13 | スポークンワーズ ── 語られるための詩
1999-2000



 本作は1985年に発表されたカセットブック『エレクトリック・ガーデン』以降、佐野が残してきた“スポークンワーズ”作品をとりまとめた編集盤である。


 収録は『エレクトリック・ガーデン』全トラックのリミックス・ヴァージョンと、翌年発表された続篇『エレクトリック・ガーデン#2』。またアルバム『FRUITS』に収録された「フルーツ-夏が来るまでには」と、手塚治虫トリビュート・アルバムへの参加作「僕は愚かな人類の子供だった」。そして94年12月に行われたポエトリー・イベント〈Beat-titude Live!〉でのライヴ音源という構成になっている。

“スポークンワーズ”とは、簡潔に言うと“語られるための詩”と定義できる。文章表現ではなく、オーラルな表現による言葉の伝達を意図するものだ。佐野は'83年から'84年にかけて、アルバム『ヴィジターズ』制作のために滞在したニューヨークで'50年代のビートから連綿と継承されるポエトリー・リーディングのシーンに触れ、一般 認識から逸脱した詩表現の可能性に魅かれた。

 日本に帰国してから、佐野は最新の音楽機材によるサウンド・トラックをバックにした“スポークンワーズ”に取り組むことになる。形骸化した詩を、ふたたび路上に引き戻そうとする意識がそこにあった。それは同時に、萌芽の気配を見せていたヒップホップとも「血脈」を同じくしたものと言えよう。『ヴィジターズ』で見せたラップ表現への接近と沿いながら、詩人・佐野元春の活動は『エレクトリック・ガーデン』の制作を期に意欲的に拡張したのである。

 アレン・ギンズバーグを始めとするオリジナル・ビートニクスとの邂逅、またはマガジン『THIS』の編集発行を経ながら、佐野の“スポークンワーズ”表現は深化の一途を歩んだ。本作はその履歴を追いながら、ポップ・ミュージックの表現者とは別 の顔立ちを浮き上がらようとしている。なおも、ポエトリー・リーディングのイベントが日本のカフェやクラブでも市民権を得ようとしている現在において、彼の提示してきた“言葉とグルーヴの融合”は瑞々しさを失っていない。

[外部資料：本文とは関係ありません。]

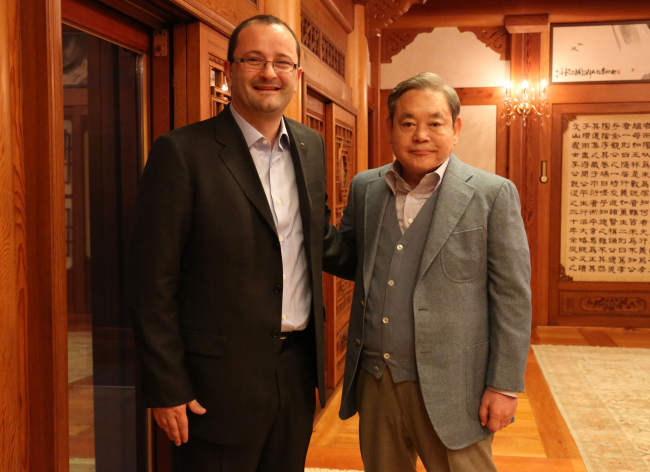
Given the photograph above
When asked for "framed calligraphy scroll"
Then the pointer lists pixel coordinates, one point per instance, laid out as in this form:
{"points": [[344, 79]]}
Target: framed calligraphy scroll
{"points": [[601, 52], [600, 232]]}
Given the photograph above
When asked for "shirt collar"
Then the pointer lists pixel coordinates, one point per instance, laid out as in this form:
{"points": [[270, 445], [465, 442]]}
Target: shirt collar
{"points": [[252, 136], [427, 186]]}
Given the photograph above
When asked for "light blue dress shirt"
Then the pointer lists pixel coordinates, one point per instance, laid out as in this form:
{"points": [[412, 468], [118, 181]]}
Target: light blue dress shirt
{"points": [[278, 177]]}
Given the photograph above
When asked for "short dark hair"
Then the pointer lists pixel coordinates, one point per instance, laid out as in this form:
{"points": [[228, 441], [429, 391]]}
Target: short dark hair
{"points": [[265, 20], [425, 81]]}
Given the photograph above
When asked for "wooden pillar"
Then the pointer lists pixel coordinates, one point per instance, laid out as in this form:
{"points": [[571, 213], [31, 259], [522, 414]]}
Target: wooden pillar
{"points": [[289, 12], [524, 162], [356, 77], [46, 326], [374, 46], [13, 406]]}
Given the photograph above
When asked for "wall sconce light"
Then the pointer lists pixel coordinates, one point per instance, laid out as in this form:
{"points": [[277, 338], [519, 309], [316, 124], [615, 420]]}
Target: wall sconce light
{"points": [[523, 101]]}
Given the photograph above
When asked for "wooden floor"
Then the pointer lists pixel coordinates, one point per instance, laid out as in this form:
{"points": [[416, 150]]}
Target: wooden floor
{"points": [[538, 441]]}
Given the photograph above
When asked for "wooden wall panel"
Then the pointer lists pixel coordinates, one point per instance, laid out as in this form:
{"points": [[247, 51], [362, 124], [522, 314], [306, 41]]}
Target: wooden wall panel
{"points": [[46, 327], [13, 405]]}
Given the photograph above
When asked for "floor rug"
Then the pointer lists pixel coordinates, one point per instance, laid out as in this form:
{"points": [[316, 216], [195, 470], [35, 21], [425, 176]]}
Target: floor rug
{"points": [[603, 394], [331, 470]]}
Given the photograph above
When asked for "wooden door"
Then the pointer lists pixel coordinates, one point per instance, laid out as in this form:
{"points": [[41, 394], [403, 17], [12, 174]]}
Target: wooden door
{"points": [[341, 168]]}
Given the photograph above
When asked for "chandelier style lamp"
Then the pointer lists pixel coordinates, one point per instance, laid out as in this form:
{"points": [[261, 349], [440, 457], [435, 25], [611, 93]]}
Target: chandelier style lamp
{"points": [[525, 101]]}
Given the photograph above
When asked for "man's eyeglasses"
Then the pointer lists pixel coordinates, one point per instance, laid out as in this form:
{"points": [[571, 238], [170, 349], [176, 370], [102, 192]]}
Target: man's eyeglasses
{"points": [[257, 63]]}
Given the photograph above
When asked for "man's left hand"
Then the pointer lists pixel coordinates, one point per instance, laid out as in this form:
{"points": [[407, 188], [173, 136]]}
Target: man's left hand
{"points": [[497, 410]]}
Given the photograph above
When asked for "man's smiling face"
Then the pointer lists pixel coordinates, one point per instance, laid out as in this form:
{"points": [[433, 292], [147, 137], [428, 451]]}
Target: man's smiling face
{"points": [[263, 91]]}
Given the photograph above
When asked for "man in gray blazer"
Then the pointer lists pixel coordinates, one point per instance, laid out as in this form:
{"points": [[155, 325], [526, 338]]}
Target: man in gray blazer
{"points": [[440, 321]]}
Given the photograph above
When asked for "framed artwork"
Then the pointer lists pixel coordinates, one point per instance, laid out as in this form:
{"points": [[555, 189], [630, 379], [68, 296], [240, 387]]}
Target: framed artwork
{"points": [[75, 59], [600, 52]]}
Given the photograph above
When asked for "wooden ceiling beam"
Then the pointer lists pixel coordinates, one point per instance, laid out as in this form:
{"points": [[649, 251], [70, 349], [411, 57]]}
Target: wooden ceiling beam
{"points": [[526, 24]]}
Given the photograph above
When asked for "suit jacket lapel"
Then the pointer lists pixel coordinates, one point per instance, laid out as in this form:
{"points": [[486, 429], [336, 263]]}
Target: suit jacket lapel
{"points": [[299, 149], [237, 158], [377, 195], [455, 195]]}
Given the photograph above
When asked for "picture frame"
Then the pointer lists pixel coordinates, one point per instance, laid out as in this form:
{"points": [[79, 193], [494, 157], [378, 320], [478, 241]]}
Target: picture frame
{"points": [[607, 52]]}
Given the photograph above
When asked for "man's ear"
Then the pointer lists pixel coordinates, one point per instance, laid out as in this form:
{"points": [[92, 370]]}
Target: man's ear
{"points": [[298, 80], [388, 122], [457, 126], [227, 70]]}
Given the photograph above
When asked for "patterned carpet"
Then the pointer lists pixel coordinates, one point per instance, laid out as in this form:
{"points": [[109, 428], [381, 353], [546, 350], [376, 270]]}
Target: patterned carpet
{"points": [[604, 396], [330, 470]]}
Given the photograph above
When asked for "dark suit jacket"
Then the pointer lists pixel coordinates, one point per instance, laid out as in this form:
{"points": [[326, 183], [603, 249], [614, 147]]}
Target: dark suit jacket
{"points": [[205, 273]]}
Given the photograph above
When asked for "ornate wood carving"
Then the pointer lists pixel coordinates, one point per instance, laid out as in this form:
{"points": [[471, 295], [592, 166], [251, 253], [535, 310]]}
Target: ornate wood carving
{"points": [[333, 57], [382, 13], [563, 276], [310, 35], [219, 92], [622, 304], [566, 121], [496, 38], [393, 41], [313, 39]]}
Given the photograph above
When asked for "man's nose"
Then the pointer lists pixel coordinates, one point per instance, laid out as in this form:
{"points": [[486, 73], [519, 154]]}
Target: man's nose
{"points": [[268, 71], [421, 134]]}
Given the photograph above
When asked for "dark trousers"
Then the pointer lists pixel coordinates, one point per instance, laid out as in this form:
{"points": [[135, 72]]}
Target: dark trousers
{"points": [[281, 443]]}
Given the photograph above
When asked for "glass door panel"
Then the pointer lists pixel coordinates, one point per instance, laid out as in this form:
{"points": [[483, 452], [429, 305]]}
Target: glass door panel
{"points": [[103, 155]]}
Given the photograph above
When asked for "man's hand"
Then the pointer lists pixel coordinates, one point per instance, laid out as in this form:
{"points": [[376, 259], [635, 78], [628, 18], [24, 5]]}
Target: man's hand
{"points": [[496, 410], [174, 420]]}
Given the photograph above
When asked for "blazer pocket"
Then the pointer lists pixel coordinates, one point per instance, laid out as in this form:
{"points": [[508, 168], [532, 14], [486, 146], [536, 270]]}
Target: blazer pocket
{"points": [[204, 342], [464, 255], [316, 188], [475, 370]]}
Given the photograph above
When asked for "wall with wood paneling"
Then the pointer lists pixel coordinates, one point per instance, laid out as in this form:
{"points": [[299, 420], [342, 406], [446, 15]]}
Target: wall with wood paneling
{"points": [[13, 406]]}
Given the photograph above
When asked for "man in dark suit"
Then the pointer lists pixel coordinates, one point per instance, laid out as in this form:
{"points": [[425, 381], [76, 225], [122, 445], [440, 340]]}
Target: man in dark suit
{"points": [[225, 270], [441, 313]]}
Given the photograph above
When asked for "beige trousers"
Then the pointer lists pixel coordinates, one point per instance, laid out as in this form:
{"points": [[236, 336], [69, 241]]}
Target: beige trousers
{"points": [[394, 429]]}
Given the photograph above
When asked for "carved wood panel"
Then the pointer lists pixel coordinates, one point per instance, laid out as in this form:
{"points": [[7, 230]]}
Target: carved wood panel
{"points": [[496, 38], [313, 39], [219, 92]]}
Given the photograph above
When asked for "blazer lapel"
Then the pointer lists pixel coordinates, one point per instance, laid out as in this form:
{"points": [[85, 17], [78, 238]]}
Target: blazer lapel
{"points": [[377, 195], [455, 195], [238, 159], [299, 149]]}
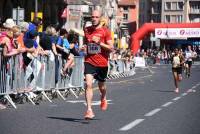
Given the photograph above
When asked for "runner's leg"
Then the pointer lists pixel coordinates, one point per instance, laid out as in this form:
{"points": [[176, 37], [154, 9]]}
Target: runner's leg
{"points": [[89, 91]]}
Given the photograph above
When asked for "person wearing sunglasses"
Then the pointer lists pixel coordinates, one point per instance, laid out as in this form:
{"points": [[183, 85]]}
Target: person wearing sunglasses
{"points": [[98, 46]]}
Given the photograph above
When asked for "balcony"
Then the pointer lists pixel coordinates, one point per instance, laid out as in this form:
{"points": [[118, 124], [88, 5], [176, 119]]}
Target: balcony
{"points": [[194, 10]]}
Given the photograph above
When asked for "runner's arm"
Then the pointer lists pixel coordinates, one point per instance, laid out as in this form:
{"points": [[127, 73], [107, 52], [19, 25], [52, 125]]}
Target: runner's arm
{"points": [[108, 46]]}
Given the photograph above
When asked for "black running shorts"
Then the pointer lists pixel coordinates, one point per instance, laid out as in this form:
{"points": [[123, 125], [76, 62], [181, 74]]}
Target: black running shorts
{"points": [[178, 70], [99, 73]]}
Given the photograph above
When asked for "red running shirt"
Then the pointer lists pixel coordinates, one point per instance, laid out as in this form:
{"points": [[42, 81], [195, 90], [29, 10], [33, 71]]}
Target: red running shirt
{"points": [[100, 56]]}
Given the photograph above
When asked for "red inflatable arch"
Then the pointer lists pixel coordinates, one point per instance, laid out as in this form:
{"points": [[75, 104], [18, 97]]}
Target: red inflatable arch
{"points": [[150, 27]]}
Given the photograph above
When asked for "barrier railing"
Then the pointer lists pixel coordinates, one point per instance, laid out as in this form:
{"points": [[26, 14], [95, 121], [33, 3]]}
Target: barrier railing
{"points": [[42, 76]]}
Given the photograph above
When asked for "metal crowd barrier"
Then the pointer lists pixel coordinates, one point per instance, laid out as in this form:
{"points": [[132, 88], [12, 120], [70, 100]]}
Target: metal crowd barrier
{"points": [[42, 74]]}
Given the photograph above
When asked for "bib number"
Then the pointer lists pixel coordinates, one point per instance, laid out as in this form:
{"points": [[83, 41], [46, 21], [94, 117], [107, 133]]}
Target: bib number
{"points": [[93, 48]]}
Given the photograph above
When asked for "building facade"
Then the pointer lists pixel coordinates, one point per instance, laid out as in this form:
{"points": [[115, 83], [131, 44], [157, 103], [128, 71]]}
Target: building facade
{"points": [[51, 10]]}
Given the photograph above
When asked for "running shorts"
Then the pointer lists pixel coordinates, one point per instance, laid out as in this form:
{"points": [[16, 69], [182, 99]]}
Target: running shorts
{"points": [[99, 73]]}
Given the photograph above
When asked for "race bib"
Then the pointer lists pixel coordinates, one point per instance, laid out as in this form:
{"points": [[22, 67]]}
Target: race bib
{"points": [[93, 48], [176, 61]]}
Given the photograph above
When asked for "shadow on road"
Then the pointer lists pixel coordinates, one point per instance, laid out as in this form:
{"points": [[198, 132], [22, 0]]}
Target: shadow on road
{"points": [[83, 121]]}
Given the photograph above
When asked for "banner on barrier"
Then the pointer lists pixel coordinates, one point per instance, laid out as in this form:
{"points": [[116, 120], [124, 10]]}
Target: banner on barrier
{"points": [[139, 62]]}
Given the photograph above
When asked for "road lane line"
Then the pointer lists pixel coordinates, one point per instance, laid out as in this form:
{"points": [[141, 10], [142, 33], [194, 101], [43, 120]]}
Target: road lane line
{"points": [[184, 94], [167, 104], [123, 81], [131, 125], [177, 98], [151, 113]]}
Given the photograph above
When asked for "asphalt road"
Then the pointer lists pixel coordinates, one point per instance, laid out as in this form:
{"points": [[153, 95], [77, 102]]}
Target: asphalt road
{"points": [[142, 104]]}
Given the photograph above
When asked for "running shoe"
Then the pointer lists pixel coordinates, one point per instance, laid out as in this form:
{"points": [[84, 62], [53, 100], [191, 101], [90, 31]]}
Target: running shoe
{"points": [[104, 104], [177, 90], [89, 115]]}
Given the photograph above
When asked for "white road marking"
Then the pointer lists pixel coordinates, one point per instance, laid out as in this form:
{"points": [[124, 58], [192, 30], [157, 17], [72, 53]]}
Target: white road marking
{"points": [[124, 81], [94, 103], [131, 125], [151, 113], [184, 94], [189, 90], [167, 104], [177, 98]]}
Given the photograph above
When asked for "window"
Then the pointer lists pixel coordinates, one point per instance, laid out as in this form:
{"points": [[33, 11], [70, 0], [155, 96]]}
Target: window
{"points": [[167, 18], [173, 19], [125, 9], [179, 18], [180, 6], [168, 6], [174, 6]]}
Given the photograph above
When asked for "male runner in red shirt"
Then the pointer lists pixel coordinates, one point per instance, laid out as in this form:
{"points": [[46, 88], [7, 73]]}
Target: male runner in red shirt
{"points": [[99, 44]]}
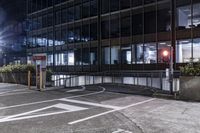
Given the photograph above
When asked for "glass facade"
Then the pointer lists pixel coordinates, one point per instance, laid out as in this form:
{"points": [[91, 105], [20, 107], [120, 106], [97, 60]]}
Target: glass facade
{"points": [[103, 33]]}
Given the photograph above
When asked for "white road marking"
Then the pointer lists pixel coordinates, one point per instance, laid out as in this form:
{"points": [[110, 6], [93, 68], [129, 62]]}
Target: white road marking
{"points": [[22, 116], [4, 92], [17, 93], [108, 112], [90, 103], [77, 90], [52, 100], [122, 131]]}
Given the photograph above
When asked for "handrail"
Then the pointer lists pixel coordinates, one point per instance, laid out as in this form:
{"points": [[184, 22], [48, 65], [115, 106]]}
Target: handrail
{"points": [[123, 73]]}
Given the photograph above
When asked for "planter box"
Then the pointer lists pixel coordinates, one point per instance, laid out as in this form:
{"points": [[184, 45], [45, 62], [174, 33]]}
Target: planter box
{"points": [[190, 88]]}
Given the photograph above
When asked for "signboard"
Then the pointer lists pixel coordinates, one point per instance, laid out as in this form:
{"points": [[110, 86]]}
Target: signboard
{"points": [[40, 63], [39, 58], [38, 76]]}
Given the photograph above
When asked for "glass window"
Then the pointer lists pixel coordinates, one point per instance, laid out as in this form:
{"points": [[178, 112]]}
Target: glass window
{"points": [[50, 60], [105, 29], [137, 23], [126, 54], [161, 47], [70, 14], [71, 59], [140, 54], [150, 53], [137, 3], [93, 8], [85, 33], [77, 13], [58, 17], [115, 55], [50, 39], [58, 39], [183, 51], [78, 57], [114, 5], [114, 26], [86, 10], [150, 20], [64, 16], [163, 17], [70, 35], [86, 56], [125, 4], [125, 25], [196, 49], [104, 6], [50, 19], [77, 34], [196, 14], [93, 31], [93, 56], [106, 55], [149, 1], [183, 14]]}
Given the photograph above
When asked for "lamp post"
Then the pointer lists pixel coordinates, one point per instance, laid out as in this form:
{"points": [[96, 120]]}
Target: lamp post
{"points": [[168, 58]]}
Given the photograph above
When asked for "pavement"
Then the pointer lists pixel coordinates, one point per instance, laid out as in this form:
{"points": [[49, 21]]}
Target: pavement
{"points": [[92, 109]]}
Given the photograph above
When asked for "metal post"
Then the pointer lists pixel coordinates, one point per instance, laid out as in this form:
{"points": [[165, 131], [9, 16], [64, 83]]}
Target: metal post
{"points": [[29, 79], [171, 70]]}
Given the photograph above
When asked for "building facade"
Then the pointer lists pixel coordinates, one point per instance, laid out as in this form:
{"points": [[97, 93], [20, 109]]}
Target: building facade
{"points": [[106, 35]]}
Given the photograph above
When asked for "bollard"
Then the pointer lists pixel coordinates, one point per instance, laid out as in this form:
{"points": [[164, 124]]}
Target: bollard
{"points": [[29, 80]]}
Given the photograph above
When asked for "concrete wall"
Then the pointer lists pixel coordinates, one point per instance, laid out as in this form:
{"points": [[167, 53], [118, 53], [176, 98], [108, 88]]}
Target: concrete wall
{"points": [[190, 88], [141, 81]]}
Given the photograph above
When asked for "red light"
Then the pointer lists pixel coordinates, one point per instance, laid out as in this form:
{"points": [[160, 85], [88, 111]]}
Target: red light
{"points": [[165, 53]]}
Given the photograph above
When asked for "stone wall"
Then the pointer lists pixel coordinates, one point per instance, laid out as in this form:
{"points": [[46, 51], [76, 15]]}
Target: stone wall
{"points": [[190, 88]]}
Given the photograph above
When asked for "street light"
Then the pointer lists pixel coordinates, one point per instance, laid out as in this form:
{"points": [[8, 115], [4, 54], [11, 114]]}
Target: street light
{"points": [[167, 57]]}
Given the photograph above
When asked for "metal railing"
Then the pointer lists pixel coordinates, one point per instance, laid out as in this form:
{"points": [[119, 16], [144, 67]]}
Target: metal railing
{"points": [[153, 79]]}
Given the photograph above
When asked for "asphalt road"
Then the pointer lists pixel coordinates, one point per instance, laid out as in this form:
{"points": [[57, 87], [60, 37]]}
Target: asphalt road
{"points": [[92, 110]]}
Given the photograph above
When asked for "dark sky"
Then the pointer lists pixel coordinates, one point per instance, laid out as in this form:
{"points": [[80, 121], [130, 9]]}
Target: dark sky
{"points": [[12, 10]]}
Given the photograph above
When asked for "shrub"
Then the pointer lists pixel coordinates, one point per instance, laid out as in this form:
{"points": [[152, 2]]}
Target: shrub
{"points": [[17, 68], [24, 69], [190, 69]]}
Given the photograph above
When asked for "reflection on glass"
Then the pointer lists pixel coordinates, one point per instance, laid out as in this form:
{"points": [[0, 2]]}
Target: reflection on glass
{"points": [[183, 51]]}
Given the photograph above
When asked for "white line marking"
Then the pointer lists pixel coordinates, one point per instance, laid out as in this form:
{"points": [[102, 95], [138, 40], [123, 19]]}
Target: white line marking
{"points": [[122, 131], [108, 112], [76, 90], [66, 107], [4, 92], [52, 100], [11, 94], [90, 103]]}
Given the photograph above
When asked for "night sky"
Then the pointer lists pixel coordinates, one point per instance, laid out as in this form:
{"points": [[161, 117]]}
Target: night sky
{"points": [[12, 10]]}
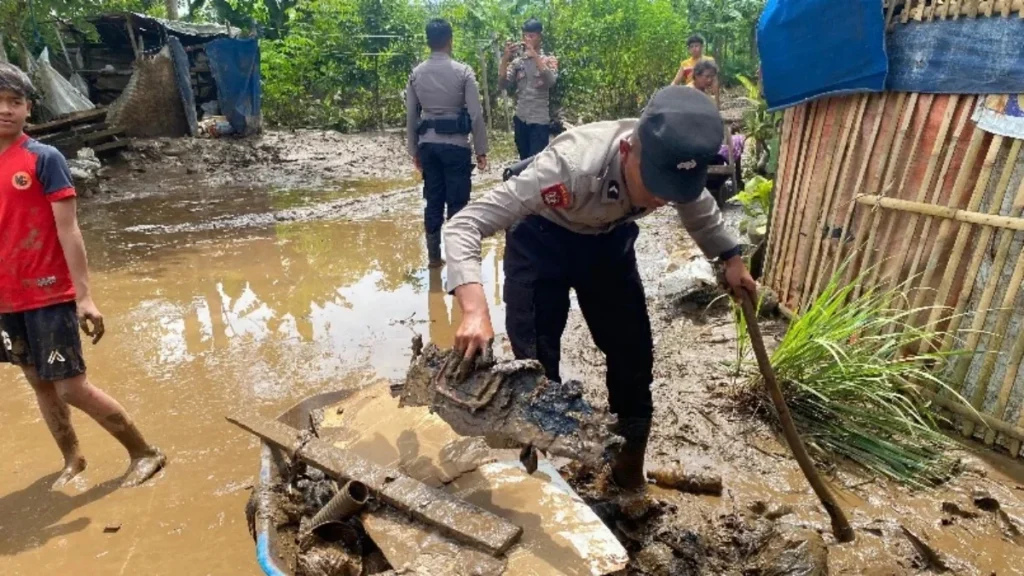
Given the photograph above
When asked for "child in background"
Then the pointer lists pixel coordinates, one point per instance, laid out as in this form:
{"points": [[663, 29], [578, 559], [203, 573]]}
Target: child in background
{"points": [[44, 290]]}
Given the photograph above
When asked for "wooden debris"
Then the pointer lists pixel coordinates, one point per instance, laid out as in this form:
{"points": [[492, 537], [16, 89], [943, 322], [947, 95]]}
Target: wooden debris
{"points": [[458, 518], [676, 478]]}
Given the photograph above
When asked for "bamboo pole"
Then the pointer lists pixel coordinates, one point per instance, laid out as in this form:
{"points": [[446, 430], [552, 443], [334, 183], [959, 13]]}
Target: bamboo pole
{"points": [[841, 186], [984, 303], [907, 168], [809, 139], [951, 264], [817, 191], [886, 187], [925, 184], [866, 159], [980, 247], [995, 341], [829, 200], [1009, 379], [966, 111], [780, 200], [861, 259], [944, 212], [942, 237], [795, 146]]}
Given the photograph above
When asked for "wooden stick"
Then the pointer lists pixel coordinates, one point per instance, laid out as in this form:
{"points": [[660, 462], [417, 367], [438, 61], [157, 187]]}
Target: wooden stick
{"points": [[829, 200], [865, 161], [456, 517], [841, 526], [980, 248], [951, 263]]}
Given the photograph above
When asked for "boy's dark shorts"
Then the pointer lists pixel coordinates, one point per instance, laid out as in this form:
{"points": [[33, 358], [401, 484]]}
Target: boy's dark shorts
{"points": [[46, 338]]}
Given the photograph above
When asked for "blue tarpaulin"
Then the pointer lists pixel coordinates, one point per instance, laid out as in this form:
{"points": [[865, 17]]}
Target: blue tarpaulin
{"points": [[810, 48], [983, 55], [235, 64]]}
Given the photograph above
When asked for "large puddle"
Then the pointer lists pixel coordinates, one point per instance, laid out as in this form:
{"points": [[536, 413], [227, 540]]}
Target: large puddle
{"points": [[203, 323]]}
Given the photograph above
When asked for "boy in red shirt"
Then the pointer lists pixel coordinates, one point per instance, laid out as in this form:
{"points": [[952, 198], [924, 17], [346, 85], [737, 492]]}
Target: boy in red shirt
{"points": [[44, 289]]}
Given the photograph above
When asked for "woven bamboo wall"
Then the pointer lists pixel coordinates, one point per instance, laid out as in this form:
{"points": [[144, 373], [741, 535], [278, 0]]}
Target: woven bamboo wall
{"points": [[910, 191]]}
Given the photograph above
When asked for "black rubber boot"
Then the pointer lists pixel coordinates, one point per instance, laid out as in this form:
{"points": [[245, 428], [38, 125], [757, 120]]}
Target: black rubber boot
{"points": [[434, 250], [627, 468]]}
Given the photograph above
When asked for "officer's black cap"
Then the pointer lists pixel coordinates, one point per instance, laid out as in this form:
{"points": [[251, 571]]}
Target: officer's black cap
{"points": [[532, 25], [680, 133]]}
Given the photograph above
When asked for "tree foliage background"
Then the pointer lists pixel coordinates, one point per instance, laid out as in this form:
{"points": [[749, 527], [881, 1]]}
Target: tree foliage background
{"points": [[344, 64]]}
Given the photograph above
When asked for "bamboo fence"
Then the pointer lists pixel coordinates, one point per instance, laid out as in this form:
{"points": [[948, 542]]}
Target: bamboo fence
{"points": [[908, 192]]}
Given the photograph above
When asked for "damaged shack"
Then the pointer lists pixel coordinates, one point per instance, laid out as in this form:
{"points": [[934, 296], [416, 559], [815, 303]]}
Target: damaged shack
{"points": [[156, 78]]}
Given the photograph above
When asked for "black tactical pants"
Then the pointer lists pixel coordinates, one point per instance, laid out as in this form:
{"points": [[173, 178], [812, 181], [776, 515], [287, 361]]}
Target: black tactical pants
{"points": [[446, 172], [543, 261], [530, 139]]}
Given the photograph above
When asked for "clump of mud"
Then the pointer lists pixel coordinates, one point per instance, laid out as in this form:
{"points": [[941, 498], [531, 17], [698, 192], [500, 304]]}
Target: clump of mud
{"points": [[666, 539], [510, 404]]}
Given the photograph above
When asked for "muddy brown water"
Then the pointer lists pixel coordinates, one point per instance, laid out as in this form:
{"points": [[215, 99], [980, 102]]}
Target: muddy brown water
{"points": [[247, 298], [204, 323]]}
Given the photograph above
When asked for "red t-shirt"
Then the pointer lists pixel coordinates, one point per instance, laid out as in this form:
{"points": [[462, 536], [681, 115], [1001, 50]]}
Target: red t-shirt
{"points": [[33, 271]]}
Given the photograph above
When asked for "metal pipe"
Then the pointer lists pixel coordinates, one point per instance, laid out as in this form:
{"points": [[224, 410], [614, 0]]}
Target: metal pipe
{"points": [[346, 503]]}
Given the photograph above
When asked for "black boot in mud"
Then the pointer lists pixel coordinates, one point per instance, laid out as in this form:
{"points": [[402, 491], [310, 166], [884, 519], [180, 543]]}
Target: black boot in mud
{"points": [[627, 468], [434, 250]]}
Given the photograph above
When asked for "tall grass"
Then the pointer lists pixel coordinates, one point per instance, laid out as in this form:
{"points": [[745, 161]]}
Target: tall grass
{"points": [[854, 393]]}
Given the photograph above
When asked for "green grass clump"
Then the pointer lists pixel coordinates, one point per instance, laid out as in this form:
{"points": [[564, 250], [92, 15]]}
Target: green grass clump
{"points": [[853, 389]]}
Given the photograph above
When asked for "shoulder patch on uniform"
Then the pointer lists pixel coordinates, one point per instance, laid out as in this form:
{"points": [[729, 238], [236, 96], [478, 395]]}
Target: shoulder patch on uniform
{"points": [[556, 196], [612, 190], [20, 180]]}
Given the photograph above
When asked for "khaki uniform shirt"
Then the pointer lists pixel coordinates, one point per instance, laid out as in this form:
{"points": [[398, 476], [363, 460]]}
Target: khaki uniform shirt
{"points": [[532, 87], [577, 182], [441, 87]]}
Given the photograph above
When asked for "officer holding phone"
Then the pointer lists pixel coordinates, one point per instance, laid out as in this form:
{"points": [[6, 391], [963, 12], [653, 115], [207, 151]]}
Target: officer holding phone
{"points": [[530, 74], [442, 109]]}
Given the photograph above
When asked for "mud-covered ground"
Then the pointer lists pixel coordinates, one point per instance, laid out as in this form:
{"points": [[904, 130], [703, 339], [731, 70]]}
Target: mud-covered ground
{"points": [[242, 276]]}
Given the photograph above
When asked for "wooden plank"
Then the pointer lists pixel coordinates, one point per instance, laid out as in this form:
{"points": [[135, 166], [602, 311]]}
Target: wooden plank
{"points": [[458, 518], [116, 145], [69, 121]]}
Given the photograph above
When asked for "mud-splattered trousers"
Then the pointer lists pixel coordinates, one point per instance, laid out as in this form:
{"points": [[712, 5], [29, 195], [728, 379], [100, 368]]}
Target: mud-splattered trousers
{"points": [[446, 181], [543, 261]]}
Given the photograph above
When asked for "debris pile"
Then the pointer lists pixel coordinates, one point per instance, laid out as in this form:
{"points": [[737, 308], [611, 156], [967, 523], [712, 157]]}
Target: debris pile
{"points": [[80, 130]]}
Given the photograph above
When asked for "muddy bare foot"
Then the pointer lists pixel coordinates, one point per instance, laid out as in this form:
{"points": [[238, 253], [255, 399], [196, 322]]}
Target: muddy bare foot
{"points": [[142, 468], [69, 472]]}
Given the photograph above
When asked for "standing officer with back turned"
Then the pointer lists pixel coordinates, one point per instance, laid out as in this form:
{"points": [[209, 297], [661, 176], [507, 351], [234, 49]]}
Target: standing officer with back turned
{"points": [[442, 108]]}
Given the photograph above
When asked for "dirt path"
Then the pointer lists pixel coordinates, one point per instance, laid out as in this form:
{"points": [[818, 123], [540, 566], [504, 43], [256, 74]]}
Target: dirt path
{"points": [[242, 277]]}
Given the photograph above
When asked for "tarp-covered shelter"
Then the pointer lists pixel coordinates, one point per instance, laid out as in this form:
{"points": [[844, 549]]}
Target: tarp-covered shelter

 佐野はそうした活動を“実験”と呼ぶ。2000年7月に行なわれたインターネット・ライヴ〈Summer of 2000〉で披露された最新の“スポークンワーズ”表現。または近日明らかになるだろう“スポークンワーズ”専門のレーベル発足……。『エレクトリック・ガーデン』の発表から15年を経てなお、その“実験”は更新し続けている。